Pipeline usage

The ‘phylo_pipeline mkfile’ command can be used to create a makefile template, as with the ‘bam_pipeline mkfile’ command (see section Pipeline usage). This makefile is used to specify the samples, regions of interest (to be analysed), and options for the various programs:

$ phylo_pipeline mkfile > makefile.yaml

Note that filenames are not specified explicitly with this pipeline, but are instead inferred from the names of samples, prefixes, etc. as described below.

To execute the pipeline, a command corresponding to the step to be invoked is used (see below):

$ phylo_pipeline <STEP> [OPTIONS] <MAKEFILE>

Samples

The phylogenetic pipeline expects a number of samples to be specified. Each sample has a name, a sex, and a genotyping method:

Samples:
  <GROUP>:
    SAMPLE_NAME:
      Sex: ...
      Genotyping Method: ...

Sex is required, and is used to filter SNPs at homozygous sex chromsomes (e.g. chrX and chrY for male humans). Any names may be used, and can simply be set to e.g. ‘NA’ in case this feature is not used.

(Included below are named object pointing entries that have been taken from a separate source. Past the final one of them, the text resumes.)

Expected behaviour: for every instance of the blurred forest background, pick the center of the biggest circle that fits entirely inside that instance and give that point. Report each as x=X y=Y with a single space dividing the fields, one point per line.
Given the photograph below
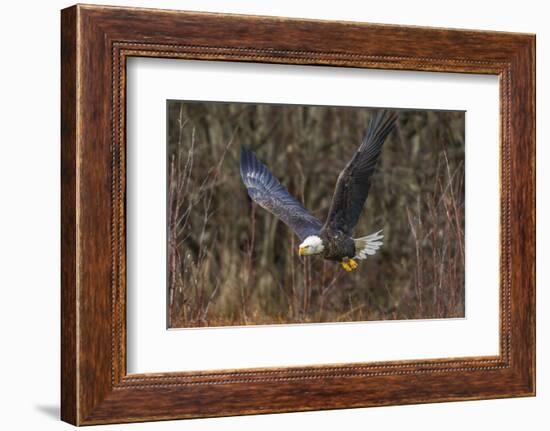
x=230 y=262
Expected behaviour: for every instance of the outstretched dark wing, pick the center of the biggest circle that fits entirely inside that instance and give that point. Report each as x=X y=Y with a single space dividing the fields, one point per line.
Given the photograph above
x=353 y=182
x=268 y=192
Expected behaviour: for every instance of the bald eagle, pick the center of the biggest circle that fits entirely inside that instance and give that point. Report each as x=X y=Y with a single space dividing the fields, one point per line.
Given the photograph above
x=332 y=240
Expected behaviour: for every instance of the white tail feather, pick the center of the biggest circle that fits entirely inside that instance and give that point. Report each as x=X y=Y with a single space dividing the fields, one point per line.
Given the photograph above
x=367 y=245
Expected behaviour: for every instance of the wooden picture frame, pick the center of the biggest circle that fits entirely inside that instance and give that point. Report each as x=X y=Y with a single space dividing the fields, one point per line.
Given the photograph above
x=95 y=43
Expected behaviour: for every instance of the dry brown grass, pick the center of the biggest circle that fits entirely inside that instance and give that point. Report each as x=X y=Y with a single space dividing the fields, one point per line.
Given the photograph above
x=232 y=263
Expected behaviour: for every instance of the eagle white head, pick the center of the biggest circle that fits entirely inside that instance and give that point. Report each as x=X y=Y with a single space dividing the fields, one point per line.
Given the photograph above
x=311 y=245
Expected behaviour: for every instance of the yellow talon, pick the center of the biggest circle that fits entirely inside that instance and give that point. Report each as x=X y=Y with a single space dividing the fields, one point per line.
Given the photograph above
x=349 y=265
x=346 y=266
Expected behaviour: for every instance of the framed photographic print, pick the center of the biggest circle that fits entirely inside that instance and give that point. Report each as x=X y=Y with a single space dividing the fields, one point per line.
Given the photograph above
x=264 y=214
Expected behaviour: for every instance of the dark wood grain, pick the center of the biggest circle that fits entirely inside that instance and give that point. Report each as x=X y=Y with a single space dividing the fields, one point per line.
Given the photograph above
x=96 y=41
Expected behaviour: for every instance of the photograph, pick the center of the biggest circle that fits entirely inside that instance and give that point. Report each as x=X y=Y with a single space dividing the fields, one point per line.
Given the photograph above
x=294 y=214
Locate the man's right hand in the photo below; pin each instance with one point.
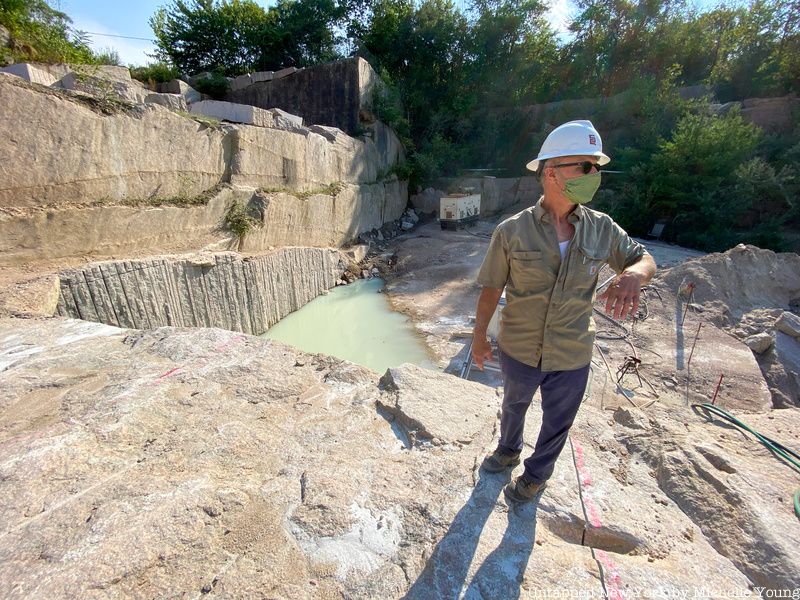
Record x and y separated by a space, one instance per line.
481 350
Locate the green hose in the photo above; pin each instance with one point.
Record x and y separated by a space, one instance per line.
782 451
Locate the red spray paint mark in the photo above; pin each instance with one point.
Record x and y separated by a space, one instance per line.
163 376
612 578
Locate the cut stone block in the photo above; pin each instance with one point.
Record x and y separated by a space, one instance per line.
759 343
170 101
235 113
176 86
262 76
284 72
284 119
99 87
241 82
329 133
789 324
32 73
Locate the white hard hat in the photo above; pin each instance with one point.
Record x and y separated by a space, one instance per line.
571 139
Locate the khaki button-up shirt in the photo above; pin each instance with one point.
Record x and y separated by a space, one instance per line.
548 311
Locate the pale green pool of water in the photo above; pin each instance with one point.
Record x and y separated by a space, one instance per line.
354 322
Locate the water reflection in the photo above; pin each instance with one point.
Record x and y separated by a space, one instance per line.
354 322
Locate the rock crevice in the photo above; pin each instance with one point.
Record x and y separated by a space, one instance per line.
219 290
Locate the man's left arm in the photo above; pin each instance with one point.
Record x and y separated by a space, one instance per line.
635 267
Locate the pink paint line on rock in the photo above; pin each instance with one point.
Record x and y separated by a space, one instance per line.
163 376
612 578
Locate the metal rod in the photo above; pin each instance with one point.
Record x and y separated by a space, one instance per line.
714 399
697 335
688 301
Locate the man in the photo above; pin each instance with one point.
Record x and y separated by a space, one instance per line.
548 258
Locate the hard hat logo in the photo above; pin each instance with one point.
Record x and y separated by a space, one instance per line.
575 138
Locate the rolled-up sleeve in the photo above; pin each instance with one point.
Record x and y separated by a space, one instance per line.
494 269
624 250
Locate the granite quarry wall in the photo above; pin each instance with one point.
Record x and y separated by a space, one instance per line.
334 94
97 169
218 290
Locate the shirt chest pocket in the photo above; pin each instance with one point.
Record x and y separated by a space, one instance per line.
528 271
587 265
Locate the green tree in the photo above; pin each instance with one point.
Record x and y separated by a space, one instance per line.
44 34
301 33
204 35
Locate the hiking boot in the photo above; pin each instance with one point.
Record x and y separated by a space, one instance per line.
523 489
498 461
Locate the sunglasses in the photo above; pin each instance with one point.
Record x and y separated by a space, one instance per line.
585 165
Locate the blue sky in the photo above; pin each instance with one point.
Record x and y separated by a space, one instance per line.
130 18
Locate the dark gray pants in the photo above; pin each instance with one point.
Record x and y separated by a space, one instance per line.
562 393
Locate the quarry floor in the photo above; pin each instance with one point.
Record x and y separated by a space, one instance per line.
434 284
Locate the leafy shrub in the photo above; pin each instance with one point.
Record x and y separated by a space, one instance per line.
239 221
155 73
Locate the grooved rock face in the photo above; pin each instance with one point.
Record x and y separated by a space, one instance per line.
184 462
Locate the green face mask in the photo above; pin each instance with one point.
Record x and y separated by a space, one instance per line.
582 189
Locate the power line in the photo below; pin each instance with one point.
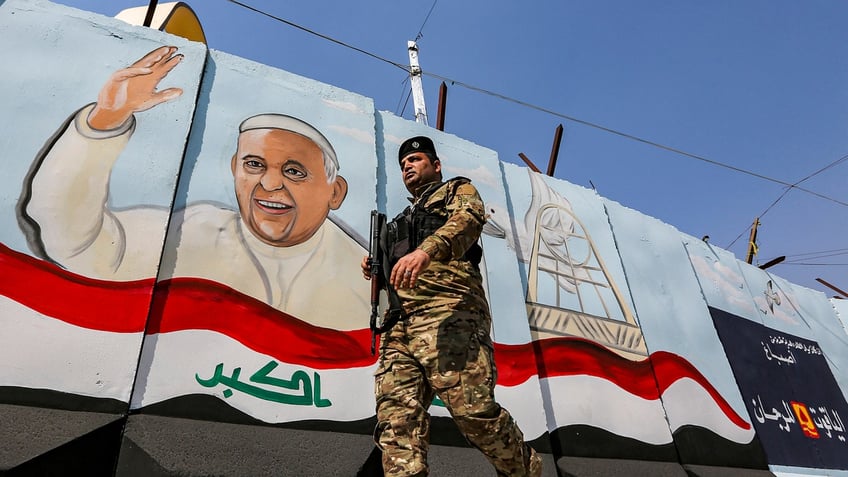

The genotyping method is either “SAMTools” for the default genotyping procedure using samtools mpileupe | bcftools view, or “Random Sampling” to sample one random nucleotide in the pileup at each position. This key may be left out to use the default (SAMTools) method.

Groups are optional, and may be used either for the sake of the reader, or to specify a group of samples in lists of samples, e.g. when excluding samples form a subsequent step, when filtering singletons, or when rooting phylogenetic trees (see below)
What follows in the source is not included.